“No,
no, no” gritaba mi hermana pequeña cuando yo le aseguraba que vivía en una
isla. En su imaginario infantil – sólo tenía 4 años – una isla era un pedazo
diminuto de tierra perdido en el océano, en el que una persona desespera sin
más compañía que una palmera.
Ella
odiaba la soledad que veía en los dibujos animados y también en algún que otro
colorín de los pocos que entonces circulaban por casa. Además, no sólo
estábamos mi padre, mi madre y yo, sino que ella podía correr hasta cansarse
entre los frutales del patio o en la plaza, donde también había otros niños.
Era
imposible que ella viviera en una isla, en la que apenas podía dar un paso sin
caer en el agua, donde siempre rondaba un tiburón con ganas de comérsela, así
que ella lloraba y lloraba hasta que yo le decía que no era cierto. “Vale,
vale, me lo he inventado”, le decía para que se tranquilizara, pero si hoy lo
pienso puede que no hubiera muchas razones para esa tranquilidad.
Vivimos
en un lugar privilegiado y así se han cansado de repetírnoslo hasta que nos lo
hemos creído con los ojos cerrados, como hacía mi hermana cuando yo le negaba
la realidad.
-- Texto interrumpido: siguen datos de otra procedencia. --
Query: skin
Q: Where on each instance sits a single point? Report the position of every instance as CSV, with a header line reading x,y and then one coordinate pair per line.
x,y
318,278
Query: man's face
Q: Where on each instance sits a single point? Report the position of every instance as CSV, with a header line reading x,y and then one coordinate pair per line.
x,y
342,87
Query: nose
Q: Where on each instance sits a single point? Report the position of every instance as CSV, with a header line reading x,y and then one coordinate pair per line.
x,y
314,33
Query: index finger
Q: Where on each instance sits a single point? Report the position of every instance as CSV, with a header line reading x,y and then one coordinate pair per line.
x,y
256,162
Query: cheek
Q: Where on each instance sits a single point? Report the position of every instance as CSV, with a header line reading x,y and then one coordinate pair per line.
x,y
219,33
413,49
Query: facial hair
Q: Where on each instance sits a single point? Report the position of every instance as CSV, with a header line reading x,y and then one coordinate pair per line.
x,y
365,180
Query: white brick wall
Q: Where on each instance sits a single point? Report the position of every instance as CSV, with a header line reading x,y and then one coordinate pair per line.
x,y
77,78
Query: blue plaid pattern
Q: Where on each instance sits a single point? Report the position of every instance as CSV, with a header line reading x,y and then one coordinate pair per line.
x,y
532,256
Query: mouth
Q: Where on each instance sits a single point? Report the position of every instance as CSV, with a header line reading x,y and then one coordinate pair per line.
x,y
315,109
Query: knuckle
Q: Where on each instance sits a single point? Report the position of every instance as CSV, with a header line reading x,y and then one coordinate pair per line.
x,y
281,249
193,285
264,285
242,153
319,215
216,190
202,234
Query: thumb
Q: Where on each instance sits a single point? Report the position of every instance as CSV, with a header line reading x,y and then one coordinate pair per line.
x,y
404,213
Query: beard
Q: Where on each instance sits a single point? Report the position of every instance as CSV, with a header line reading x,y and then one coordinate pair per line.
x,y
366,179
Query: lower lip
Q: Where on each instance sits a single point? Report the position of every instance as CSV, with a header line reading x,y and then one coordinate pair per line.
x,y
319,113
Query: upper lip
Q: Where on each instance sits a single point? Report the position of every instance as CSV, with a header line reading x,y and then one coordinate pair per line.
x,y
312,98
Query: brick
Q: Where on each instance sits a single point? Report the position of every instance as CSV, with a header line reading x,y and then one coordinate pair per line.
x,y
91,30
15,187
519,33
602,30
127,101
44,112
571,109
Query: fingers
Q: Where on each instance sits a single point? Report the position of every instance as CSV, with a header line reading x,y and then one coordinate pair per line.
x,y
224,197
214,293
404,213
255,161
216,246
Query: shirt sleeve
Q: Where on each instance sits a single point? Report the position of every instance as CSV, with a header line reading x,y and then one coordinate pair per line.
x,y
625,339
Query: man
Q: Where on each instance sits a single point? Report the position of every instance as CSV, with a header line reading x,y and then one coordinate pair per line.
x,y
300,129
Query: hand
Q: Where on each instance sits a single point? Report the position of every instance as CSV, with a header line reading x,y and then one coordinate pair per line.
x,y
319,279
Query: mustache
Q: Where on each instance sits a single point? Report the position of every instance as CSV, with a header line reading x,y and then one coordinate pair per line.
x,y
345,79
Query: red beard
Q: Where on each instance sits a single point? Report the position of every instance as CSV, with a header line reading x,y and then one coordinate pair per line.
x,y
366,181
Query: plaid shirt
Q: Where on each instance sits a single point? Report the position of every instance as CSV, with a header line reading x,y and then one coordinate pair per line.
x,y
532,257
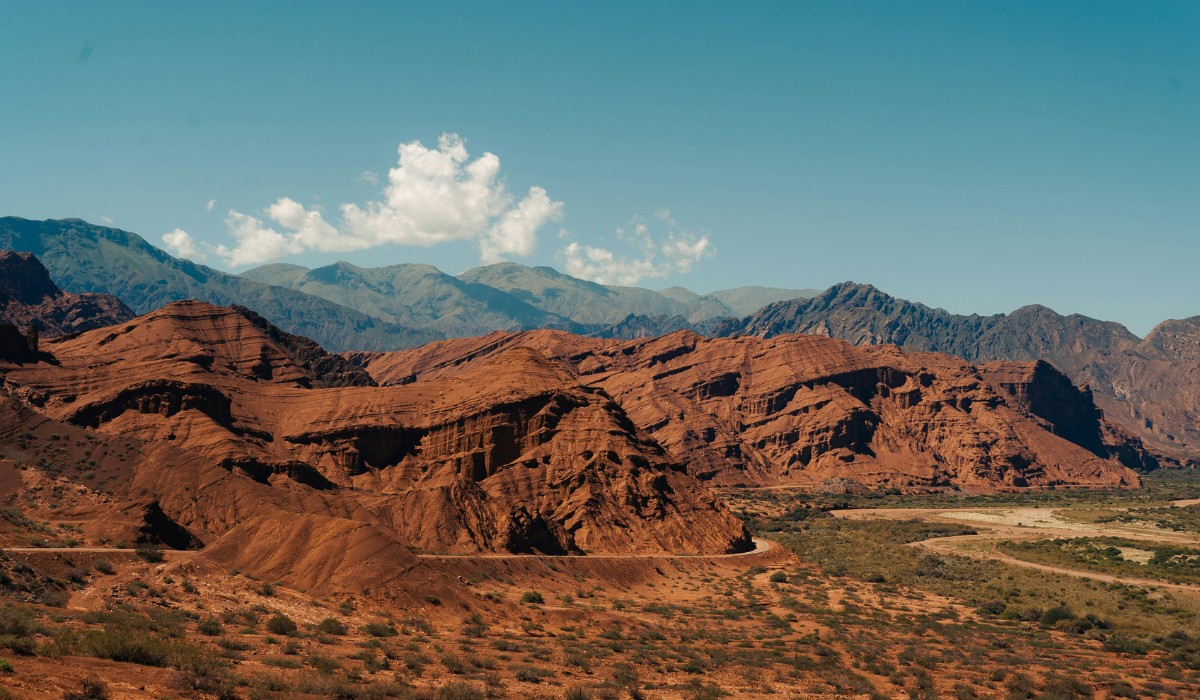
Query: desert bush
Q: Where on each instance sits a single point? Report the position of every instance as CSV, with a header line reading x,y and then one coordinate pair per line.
x,y
461,690
333,626
281,624
1055,615
150,552
90,688
379,629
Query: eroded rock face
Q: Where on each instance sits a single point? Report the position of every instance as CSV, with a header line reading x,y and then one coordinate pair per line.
x,y
514,454
30,300
807,410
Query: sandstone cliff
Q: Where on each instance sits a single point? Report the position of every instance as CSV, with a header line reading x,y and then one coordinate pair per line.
x,y
807,410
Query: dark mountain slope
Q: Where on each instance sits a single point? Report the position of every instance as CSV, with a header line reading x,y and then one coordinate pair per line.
x,y
94,258
31,300
1151,388
415,295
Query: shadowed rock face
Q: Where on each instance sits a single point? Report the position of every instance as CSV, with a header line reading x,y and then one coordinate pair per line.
x,y
1149,388
514,455
29,299
809,410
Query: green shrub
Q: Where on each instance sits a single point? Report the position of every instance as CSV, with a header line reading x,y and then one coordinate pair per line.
x,y
90,688
1055,615
281,624
379,629
333,626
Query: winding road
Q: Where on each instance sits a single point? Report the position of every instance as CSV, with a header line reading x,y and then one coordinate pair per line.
x,y
760,546
1029,522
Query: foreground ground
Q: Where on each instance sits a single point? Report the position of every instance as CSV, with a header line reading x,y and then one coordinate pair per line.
x,y
903,599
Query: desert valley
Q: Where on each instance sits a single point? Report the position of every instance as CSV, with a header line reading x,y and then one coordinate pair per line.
x,y
599,351
201,501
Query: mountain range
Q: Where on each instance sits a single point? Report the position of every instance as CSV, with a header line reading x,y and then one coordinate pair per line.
x,y
1147,387
343,306
203,426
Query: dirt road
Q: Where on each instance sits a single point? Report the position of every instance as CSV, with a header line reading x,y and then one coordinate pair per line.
x,y
761,545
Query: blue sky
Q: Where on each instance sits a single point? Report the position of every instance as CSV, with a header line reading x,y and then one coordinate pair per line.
x,y
976,156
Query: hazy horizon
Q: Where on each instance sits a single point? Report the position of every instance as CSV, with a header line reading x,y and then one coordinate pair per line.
x,y
969,157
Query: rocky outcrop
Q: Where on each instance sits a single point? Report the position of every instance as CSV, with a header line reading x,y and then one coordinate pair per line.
x,y
1144,387
84,257
514,455
804,410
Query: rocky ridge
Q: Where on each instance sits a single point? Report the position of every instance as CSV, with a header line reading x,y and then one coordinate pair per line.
x,y
805,410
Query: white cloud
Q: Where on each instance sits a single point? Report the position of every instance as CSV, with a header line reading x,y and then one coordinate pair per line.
x,y
432,196
257,243
516,232
183,245
678,252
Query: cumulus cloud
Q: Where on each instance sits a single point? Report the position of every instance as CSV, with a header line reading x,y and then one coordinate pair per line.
x,y
183,245
652,255
432,196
Y no digo que esta tierra no sea el paraíso, que lo es, pero no
existe paraíso sin infierno y he ahí el problema.
Que
la educación se encarece, aquí más; que el paro crece, aquí se multiplica, que
la sanidad pública se vuelve complicada, aquí mucho peor, y que los transportes
empiezan a convertirse en un lujo, aquí ni te cuento.
Esa
y no otra es la realidad a la que han contribuido tanto los gobiernos
centrales, con su escaso conocimiento y/o apuesta por la diversidad nacional,
como los regionales, los insulares y los locales, a los que les ha sobrado
egoísmo y faltado visión, lo que se traduce en pésima gestión.
Limitados
unos por su idea de paraíso vacacional y otros, por su interés particular, lo
cierto es que pocos son los que han apostado por el verdadero progreso de las
islas, en las que la bonanza económica pasó como un ciclón, que sólo dejó tras
de sí montañas de cemento.
¿Para
qué un pueblo culto y preparado, si es más fácil controlarlo cuando no se
cuestiona nada? Claro que tarde o temprano la realidad llama a la puerta y es entonces
cuando nos damos cuenta - o tal vez ni siquiera eso - que debimos haber invertido
y planificado mejor.
Imposible
vivir sólo de subvenciones cuando escasean los recursos; de nada sirve echarle
la culpa a los de arriba cuando aquí tampoco hemos sabido hacer el trabajo, y
difícil recuperar la credibilidad cuando ya nadie cree en la política. Sin
embargo, el mundo sigue y cada día es una nueva oportunidad para cambiar.